A website is still a very important way for potential clients to find out information about your business and what services you offer. Happily, for a cleaning service, it doesn't have to be all that complicated. If you don't want to contract the job out, there are plenty of services online that make it easy to build your own decent-looking website.
A spiffy website is only one aspect of an online strategy, however. You still need to get people to visit it. You'll want to consider factors like search engine optimization (SEO) so that, for example, the phrase "kitchen cleaning Rochester" will return your website in the top results.
You may also want to use social media to build brand recognition, steer traffic to your site, and announce specials or changes to your services.
If it's just you and a cart full of cleaning supplies, you can skip this part. However, if you're planning to grow beyond what one mere mortal can clean in a day, you may be taking on more people.
Taking on additional people as employees come with many advantages: you'll be able to get significantly more work done, have a larger pool of expertise to draw from, and be more flexible with scheduling. This does come with some additional costs, as you'll be paying some of the taxes on their salary as well as offering benefits (at least in theory), so be sure to grow your staff wisely and at a pace that fits the amount of business your generating.
In exchange, you're allowed greater control over the parameters of how your employee works, where, and at what time. Setting a wage that's fair and not abusing this relationship will generally improve morale and help you avoid the costly process of employee turnover.
If you aren't quite ready to take on employees but need additional help, you can hire contractors. Contractors are free agents who work for themselves even though they may be regularly and continuously used by a particular client (that's you). Since they're self-employed, you don't have to worry about additional expenses beyond paying their fee.
Beware that many businesses make the mistake of treating 1099 contractors as employees, which can get you into pretty serious trouble. If you want to have employees, you have to hire them. As a general rule, you have no say over what jobs a contractor decides to take, the methods they use to complete the job, or the precise time they choose to do it.
Advertise Your Business
A strong web presence and social media campaign can get help get your name out, but we aren't quite at the point where advertising is obsolete.

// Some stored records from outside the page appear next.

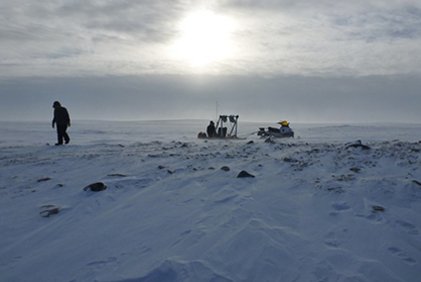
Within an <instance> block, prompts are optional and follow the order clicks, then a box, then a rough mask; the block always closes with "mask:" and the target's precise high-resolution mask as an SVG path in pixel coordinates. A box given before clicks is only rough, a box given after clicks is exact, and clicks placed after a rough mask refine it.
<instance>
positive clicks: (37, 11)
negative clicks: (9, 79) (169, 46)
mask: <svg viewBox="0 0 421 282" xmlns="http://www.w3.org/2000/svg"><path fill="white" fill-rule="evenodd" d="M203 6H204V7H206V8H209V9H212V10H214V11H215V12H216V13H221V14H224V15H226V16H229V17H232V18H233V19H234V20H235V21H236V22H237V30H236V31H235V32H234V33H233V35H232V36H233V41H234V42H235V45H236V50H237V51H236V52H235V54H234V56H232V57H231V58H227V59H226V60H224V61H221V62H218V63H216V64H215V65H214V66H212V68H209V69H208V72H209V73H211V74H215V73H217V74H218V73H222V74H237V75H242V74H243V75H248V74H257V75H262V76H277V75H290V74H300V75H321V76H329V75H357V76H359V75H376V74H402V73H414V74H420V73H421V67H420V66H421V47H420V46H421V3H420V2H419V1H415V0H403V1H398V0H387V1H380V0H371V1H362V0H361V1H360V0H358V1H330V0H321V1H310V0H295V1H292V0H283V1H273V0H266V1H248V0H242V1H238V0H230V1H228V0H219V1H186V0H184V1H183V0H179V1H169V0H167V1H153V0H145V1H129V0H123V1H111V0H102V1H99V0H87V1H82V0H75V1H52V0H46V1H35V2H31V1H24V0H16V1H13V2H10V1H6V0H0V10H1V12H0V37H1V38H2V40H1V41H0V66H1V70H0V76H2V77H7V76H8V77H13V76H33V75H43V76H67V75H70V76H74V75H86V74H89V75H106V74H116V75H122V74H150V73H156V74H171V73H189V72H192V71H194V70H191V69H189V68H187V67H186V66H185V64H183V63H182V62H180V61H175V60H173V59H171V58H170V57H169V56H168V49H169V46H170V44H171V42H172V41H173V40H174V39H176V38H177V36H178V32H179V31H178V30H177V23H178V22H179V21H180V20H181V19H182V18H183V17H184V16H185V15H186V13H188V12H189V11H191V10H194V9H195V8H197V7H203Z"/></svg>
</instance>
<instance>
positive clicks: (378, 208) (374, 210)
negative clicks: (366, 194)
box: [371, 205, 385, 212]
mask: <svg viewBox="0 0 421 282" xmlns="http://www.w3.org/2000/svg"><path fill="white" fill-rule="evenodd" d="M371 208H372V209H373V212H384V211H385V208H384V207H382V206H376V205H374V206H371Z"/></svg>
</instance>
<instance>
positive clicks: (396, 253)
mask: <svg viewBox="0 0 421 282" xmlns="http://www.w3.org/2000/svg"><path fill="white" fill-rule="evenodd" d="M387 250H388V251H389V252H390V253H392V254H393V255H395V256H397V257H399V258H400V259H402V260H403V261H404V262H406V263H408V264H411V265H413V264H416V263H417V261H416V260H415V259H413V258H411V257H409V256H408V255H407V254H406V253H405V252H404V251H402V250H401V249H399V248H397V247H389V248H388V249H387Z"/></svg>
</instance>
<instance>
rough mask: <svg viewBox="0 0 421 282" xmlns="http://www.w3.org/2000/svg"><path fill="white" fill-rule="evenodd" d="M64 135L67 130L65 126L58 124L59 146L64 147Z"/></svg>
mask: <svg viewBox="0 0 421 282" xmlns="http://www.w3.org/2000/svg"><path fill="white" fill-rule="evenodd" d="M63 133H66V129H65V128H63V125H60V124H57V145H63V135H64V134H63Z"/></svg>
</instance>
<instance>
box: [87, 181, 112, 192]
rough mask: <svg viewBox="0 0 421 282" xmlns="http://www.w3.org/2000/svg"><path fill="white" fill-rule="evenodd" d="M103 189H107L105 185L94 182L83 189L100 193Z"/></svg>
mask: <svg viewBox="0 0 421 282" xmlns="http://www.w3.org/2000/svg"><path fill="white" fill-rule="evenodd" d="M105 189H107V185H105V184H104V183H103V182H95V183H92V184H89V185H88V186H86V187H85V188H83V190H85V191H88V190H91V191H92V192H100V191H103V190H105Z"/></svg>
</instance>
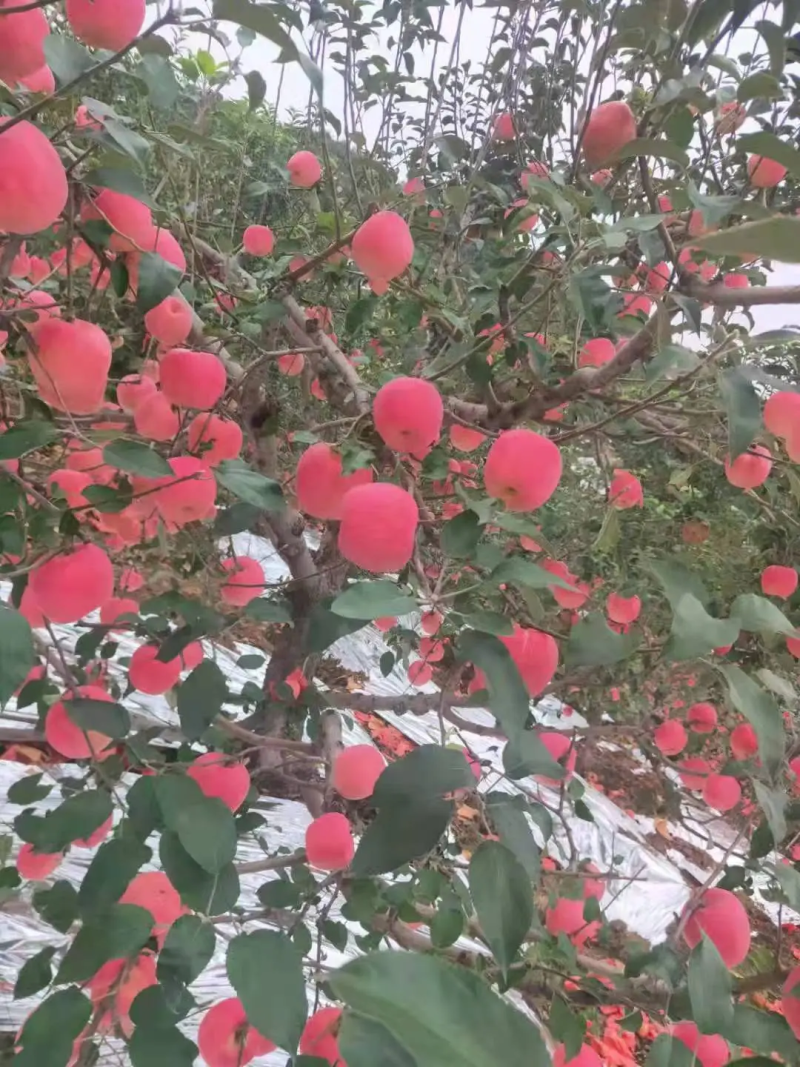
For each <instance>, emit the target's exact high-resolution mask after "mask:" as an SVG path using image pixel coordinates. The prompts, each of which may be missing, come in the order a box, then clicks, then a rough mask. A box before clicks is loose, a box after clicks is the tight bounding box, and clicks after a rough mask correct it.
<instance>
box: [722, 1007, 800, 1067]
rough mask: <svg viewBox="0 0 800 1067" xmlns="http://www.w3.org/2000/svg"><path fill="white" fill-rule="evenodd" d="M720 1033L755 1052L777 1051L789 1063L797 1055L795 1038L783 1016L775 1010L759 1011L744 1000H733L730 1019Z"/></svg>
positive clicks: (731, 1039)
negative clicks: (741, 1000)
mask: <svg viewBox="0 0 800 1067" xmlns="http://www.w3.org/2000/svg"><path fill="white" fill-rule="evenodd" d="M722 1036H723V1037H726V1038H727V1040H729V1041H733V1044H734V1045H739V1046H741V1047H742V1048H747V1049H752V1050H753V1051H754V1052H763V1053H766V1054H770V1053H772V1052H777V1053H778V1054H779V1055H780V1056H782V1057H783V1058H784V1060H786V1061H787V1062H788V1063H791V1061H793V1060H794V1058H795V1057H796V1056H797V1038H796V1037H795V1035H794V1034H793V1033H791V1031H790V1030H789V1024H788V1023H787V1022H786V1020H785V1019H783V1018H781V1016H780V1015H775V1013H774V1012H759V1010H758V1009H757V1008H754V1007H750V1006H749V1005H747V1004H736V1005H735V1006H734V1014H733V1020H732V1022H731V1023H730V1025H727V1026H726V1028H725V1029H724V1031H723V1033H722Z"/></svg>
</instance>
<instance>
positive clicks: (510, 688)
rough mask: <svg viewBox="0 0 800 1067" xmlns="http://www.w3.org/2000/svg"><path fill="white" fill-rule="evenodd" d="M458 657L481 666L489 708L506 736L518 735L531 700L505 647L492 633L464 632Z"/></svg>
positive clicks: (523, 723) (511, 736)
mask: <svg viewBox="0 0 800 1067" xmlns="http://www.w3.org/2000/svg"><path fill="white" fill-rule="evenodd" d="M458 656H459V659H461V660H468V662H470V663H474V664H475V666H476V667H479V668H480V669H481V670H482V671H483V673H484V674H485V676H486V685H487V687H489V706H490V707H491V710H492V713H493V714H494V716H495V718H496V719H497V721H498V722H499V723H500V726H501V727H502V730H503V732H505V734H506V736H507V737H512V736H514V735H515V734H517V733H518V732H519V731H521V730H522V729H523V727H524V726H525V723H526V721H527V719H528V715H529V712H530V697H529V696H528V690H527V689H526V688H525V684H524V683H523V680H522V678H521V676H519V671H518V670H517V667H516V664H515V663H514V660H513V659H512V658H511V653H510V652H509V650H508V649H507V648H506V646H505V644H503V643H502V642H501V641H500V640H499V639H498V638H497V637H494V636H493V635H492V634H481V633H479V632H478V631H474V630H473V631H469V630H467V631H462V632H461V634H459V643H458Z"/></svg>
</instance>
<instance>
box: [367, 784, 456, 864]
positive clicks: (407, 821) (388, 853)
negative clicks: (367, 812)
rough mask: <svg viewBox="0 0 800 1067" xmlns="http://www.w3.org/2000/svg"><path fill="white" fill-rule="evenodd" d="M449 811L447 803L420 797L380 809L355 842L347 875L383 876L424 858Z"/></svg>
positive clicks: (430, 797) (446, 827)
mask: <svg viewBox="0 0 800 1067" xmlns="http://www.w3.org/2000/svg"><path fill="white" fill-rule="evenodd" d="M473 781H475V780H473ZM452 807H453V806H452V802H451V801H449V800H439V799H438V798H437V797H420V798H418V799H417V798H413V799H411V800H409V801H404V802H398V803H396V805H394V806H391V807H385V808H382V809H381V810H380V811H379V812H378V815H377V816H375V817H374V818H373V819H372V822H371V823H370V824H369V826H368V827H367V829H366V831H365V832H364V834H363V837H362V840H361V841H359V842H358V847H357V848H356V850H355V856H354V857H353V861H352V863H351V864H350V871H351V873H352V874H353V875H356V876H366V875H377V874H387V873H388V872H389V871H397V870H398V867H401V866H403V864H405V863H410V862H411V861H412V860H415V859H419V858H420V857H422V856H426V855H427V854H428V853H430V851H431V850H432V849H434V848H435V847H436V846H437V845H438V843H439V841H441V839H442V835H443V834H444V832H445V831H446V830H447V826H448V823H449V822H450V817H451V815H452Z"/></svg>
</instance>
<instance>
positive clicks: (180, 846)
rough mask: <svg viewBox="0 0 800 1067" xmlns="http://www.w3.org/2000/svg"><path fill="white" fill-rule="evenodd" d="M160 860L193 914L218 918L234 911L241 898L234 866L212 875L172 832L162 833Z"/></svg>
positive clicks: (174, 834) (172, 882)
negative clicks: (189, 853)
mask: <svg viewBox="0 0 800 1067" xmlns="http://www.w3.org/2000/svg"><path fill="white" fill-rule="evenodd" d="M159 858H160V860H161V865H162V866H163V869H164V872H165V873H166V877H167V878H169V879H170V881H171V882H172V883H173V886H174V887H175V889H177V891H178V893H180V898H181V901H182V902H183V904H186V906H187V907H188V908H191V909H192V910H193V911H199V912H201V913H202V914H204V915H218V914H221V913H222V912H224V911H230V909H231V908H233V907H234V906H235V904H236V902H237V901H238V899H239V888H240V887H239V875H238V874H237V872H236V867H235V866H234V864H233V863H230V864H228V866H226V867H224V869H223V870H222V871H221V872H220V873H219V874H215V875H213V874H209V873H208V872H207V871H204V870H203V867H202V866H201V865H199V863H195V861H194V860H193V859H192V857H191V856H190V855H189V853H188V851H187V850H186V848H183V846H182V845H181V843H180V839H179V838H178V835H177V833H175V832H173V831H172V830H164V831H163V833H162V834H161V842H160V844H159Z"/></svg>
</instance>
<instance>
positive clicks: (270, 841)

Since a cleaning business is constrained by geography, you have to physically send someone out to do the job. That means you can use your modest advertising budget to buy ads in your local market, which is usually cheaper than trying to grab eyeballs from several states away. Ideally, you'll want to seek ad platforms utilized by the types of people who are likely to buy your services. Cash-strapped kids at the local state college campus probably don't have a budget for cleaning services, for example (although some fraternities or sororities may), while busy soccer moms might.
Once you know who you're advertising to, you can select a medium that fits your target demographic. Once you start getting new customers, ask them where they heard about your business so you can get a sense of which ads are working and which aren't.
Even if you don't have money to spend on advertising right away, put the word out to your own social network that you're offering cleaning services. Word can spread fast, especially if you have a reputation as a trustworthy person.
We still haven't invented self-cleaning spaces, so you have a potentially bottomless demand for your services. With relatively low overhead, a housekeeping or cleaning business is one of the more accessible industries to jump into, so if you have the skills and the inclination, why not give it a try?